Primaire 2017 : Juppé 59%, Sarkozy 41%

Primaire 2017 : Juppé 59%, Sarkozy 41%

Un sondage qui donne une indication sur la très nette avance d’Alain Juppé pour la primaire de 2017. Ce sondage repose toutefois sur l’hypothèse d’un vote de l’ordre de 3 millions d’électeurs. Le nombre de votants pourrait atteindre le double, ce qui accroîtrait encore notablement l’avance de Juppé. Le score pourrait être à l’heure de 70 % pour Juppé et 30 % pour Sarkozy. La dynamique de Juppé ne repose pas sur une adhésion inconditionnelle à son projet et à sa personnalité mais surtout sur le rejet de Sarkozy. Le « tout sauf Sarkozy » conduira une très grosse majorité d’électeurs à voter en faveur du maire de Bordeaux. À noter parmi les électeurs environ 1 million d’anciens votants pour la gauche dont la moitié se prononcera pour Juppé. Alain Juppé creuse l’écart avec Nicolas Sarkozy avec une progression de cinq points dans les intentions de vote pour le premier tour de la primaire de la droite (39%) alors que l’ancien président perd un point à 33%, selon un sondage Kantar Sofres-OnePoint pour Le Figaro diffusé mardi.

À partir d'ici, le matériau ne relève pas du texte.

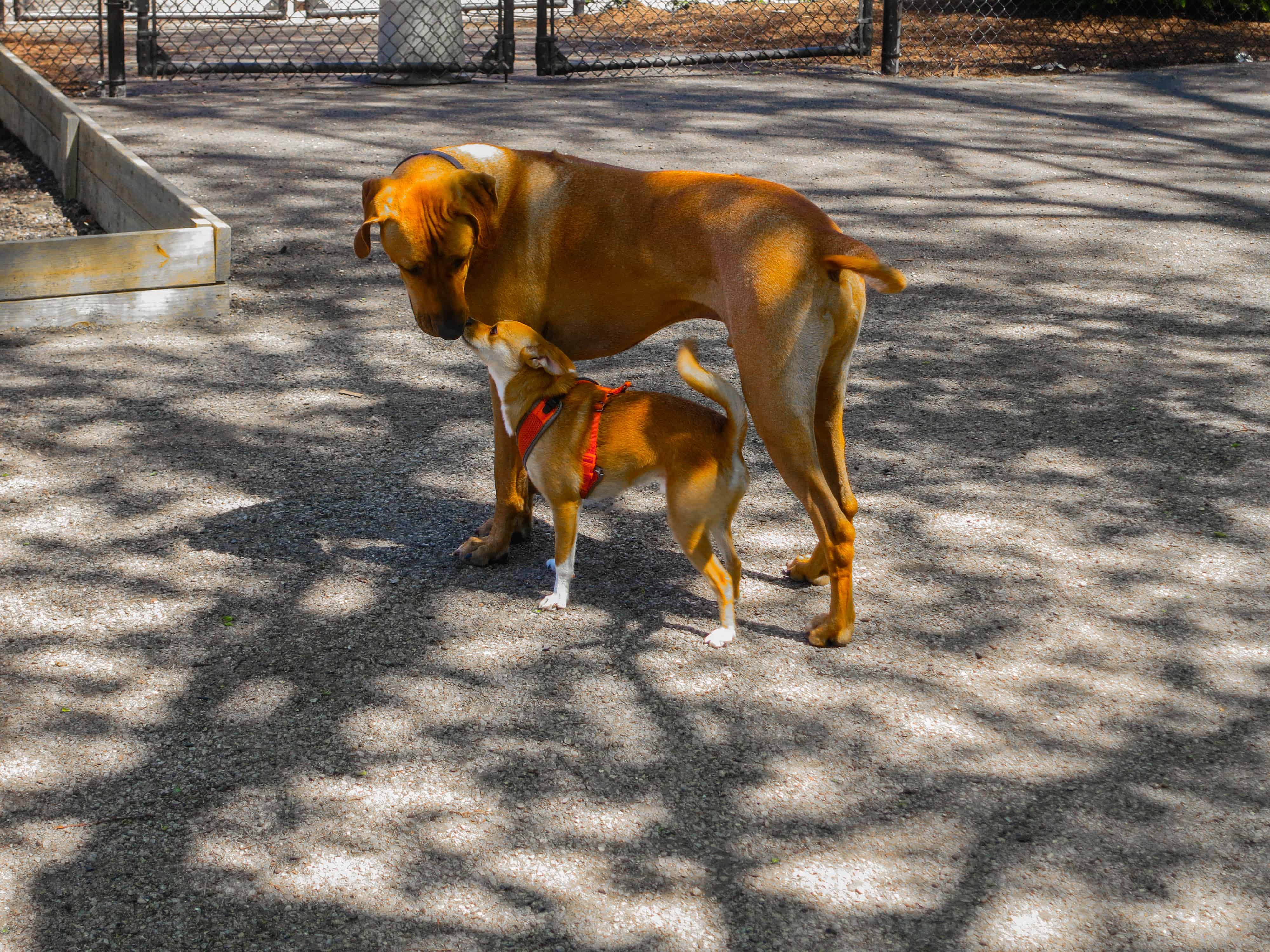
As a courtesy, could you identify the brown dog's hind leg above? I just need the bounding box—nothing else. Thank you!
[455,380,533,565]
[785,322,860,585]
[738,335,856,647]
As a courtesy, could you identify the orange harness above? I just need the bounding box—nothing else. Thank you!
[516,377,631,499]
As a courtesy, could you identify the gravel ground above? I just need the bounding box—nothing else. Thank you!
[0,126,102,241]
[0,65,1270,952]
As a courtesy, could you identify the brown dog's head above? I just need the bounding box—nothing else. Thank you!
[353,162,498,340]
[464,321,577,393]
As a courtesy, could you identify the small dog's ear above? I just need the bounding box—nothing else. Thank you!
[521,340,573,377]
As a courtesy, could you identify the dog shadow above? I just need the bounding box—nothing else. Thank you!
[188,487,805,641]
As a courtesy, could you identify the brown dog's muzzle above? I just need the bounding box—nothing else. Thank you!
[414,312,467,340]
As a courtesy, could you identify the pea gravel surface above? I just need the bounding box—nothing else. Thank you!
[0,65,1270,952]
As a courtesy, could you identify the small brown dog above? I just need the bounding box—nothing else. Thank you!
[464,320,749,647]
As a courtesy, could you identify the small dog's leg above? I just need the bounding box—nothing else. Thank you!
[538,501,580,609]
[701,556,737,647]
[665,510,737,647]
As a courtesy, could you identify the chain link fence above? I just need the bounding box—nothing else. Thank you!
[0,0,1270,93]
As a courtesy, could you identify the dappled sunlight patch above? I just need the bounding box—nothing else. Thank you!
[970,899,1082,952]
[0,736,147,793]
[530,793,671,848]
[743,755,865,819]
[483,850,728,952]
[745,815,972,914]
[296,576,376,618]
[569,675,664,767]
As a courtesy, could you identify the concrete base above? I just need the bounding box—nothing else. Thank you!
[371,72,472,86]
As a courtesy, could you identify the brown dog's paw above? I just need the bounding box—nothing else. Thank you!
[455,536,507,566]
[806,614,856,647]
[785,556,829,585]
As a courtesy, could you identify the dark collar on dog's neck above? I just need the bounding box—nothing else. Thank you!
[392,149,466,171]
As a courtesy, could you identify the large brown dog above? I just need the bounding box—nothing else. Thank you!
[354,145,904,645]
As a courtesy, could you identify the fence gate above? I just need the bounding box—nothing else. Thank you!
[533,0,874,76]
[131,0,526,84]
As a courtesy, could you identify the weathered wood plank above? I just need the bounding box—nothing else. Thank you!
[80,122,201,228]
[0,284,230,329]
[0,47,65,138]
[53,113,79,199]
[0,90,61,169]
[0,46,231,286]
[0,226,216,301]
[76,162,150,232]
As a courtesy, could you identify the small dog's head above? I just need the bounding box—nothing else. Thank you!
[464,320,577,393]
[353,162,498,340]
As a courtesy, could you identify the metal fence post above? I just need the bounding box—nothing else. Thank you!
[881,0,900,76]
[105,0,128,96]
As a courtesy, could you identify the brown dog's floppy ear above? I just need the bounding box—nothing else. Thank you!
[353,218,384,258]
[824,255,908,294]
[521,340,573,377]
[353,179,384,258]
[455,171,498,248]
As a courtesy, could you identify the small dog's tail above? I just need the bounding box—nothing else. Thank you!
[676,338,748,456]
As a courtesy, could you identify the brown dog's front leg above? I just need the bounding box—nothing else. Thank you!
[455,380,533,565]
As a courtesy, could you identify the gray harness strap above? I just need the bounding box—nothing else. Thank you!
[392,149,467,171]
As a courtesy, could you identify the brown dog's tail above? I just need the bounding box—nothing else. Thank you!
[819,231,908,294]
[676,338,749,457]
[824,255,908,294]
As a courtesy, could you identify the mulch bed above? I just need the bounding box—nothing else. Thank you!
[556,3,1270,76]
[0,119,103,241]
[0,0,1270,94]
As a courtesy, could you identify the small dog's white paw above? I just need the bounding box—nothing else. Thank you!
[706,628,737,647]
[538,592,569,611]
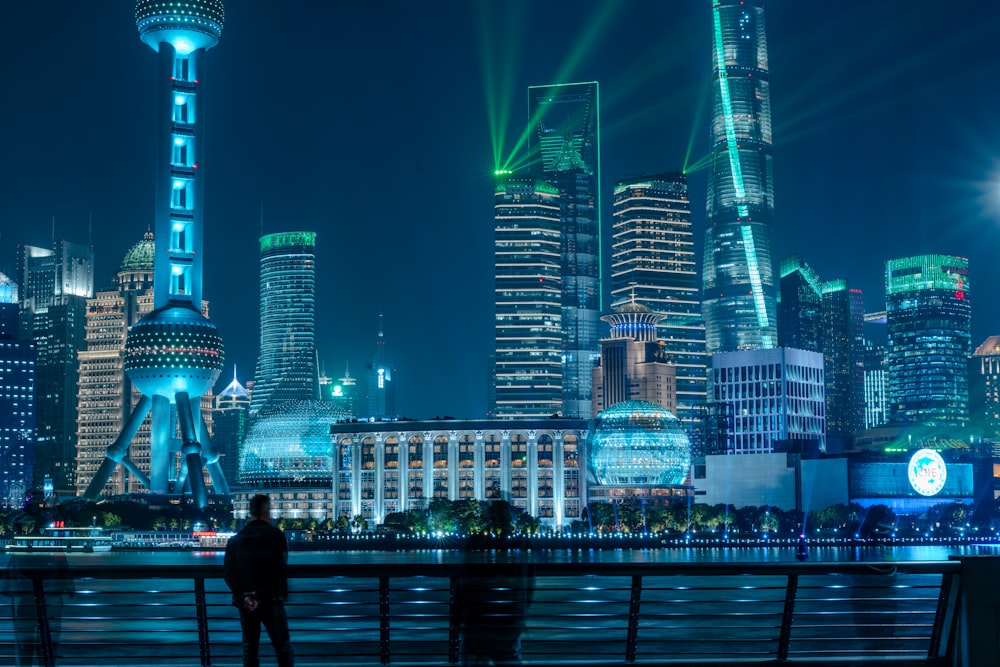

De précédents sondages mettaient au coude à coude les deux favoris pour l’investiture présidentielle. Les électeurs de gauche sont 48% à se déclarer prêts à voter pour le maire de Bordeaux, ils sont 60% dans les rangs de l’UDI et du MoDem, 30% chez les Républicains et 26% au Front national. Nicolas Sarkozy est plébiscité à 47% par les sympathisants des Républicains, à 39% par les sympathisants du FN, à 8% par les électeurs de gauche et 6% par les centristes. Au second tour, Alain Juppé l’emporterait avec 59% des voix contre 41% à Nicolas Sarkozy dans l’hypothèse d’une participation de 2,9 millions d’électeurs, « soit un écart de dix-huit points alors qu’il n’était que de dix points en août », relève l’institut. Bruno Le Maire, en troisième position, est crédité de 13% des intentions de vote pour le premier tour contre 10% lors de la précédente mesure, François Fillon de 12% contre 10% précédemment. Nathalie Kosciusko-Morizet recueille 4% des intentions de vote, Jean-François Copé 3% et Jean-Frédéric Poisson 2%. L’enquête a été réalisée en ligne du 21 au 26 septembre auprès d’un échantillon de 8.031 personnes âgées de 18 ans et plus, dont 577 personnes tout à fait certaines d’aller voter à la primaire.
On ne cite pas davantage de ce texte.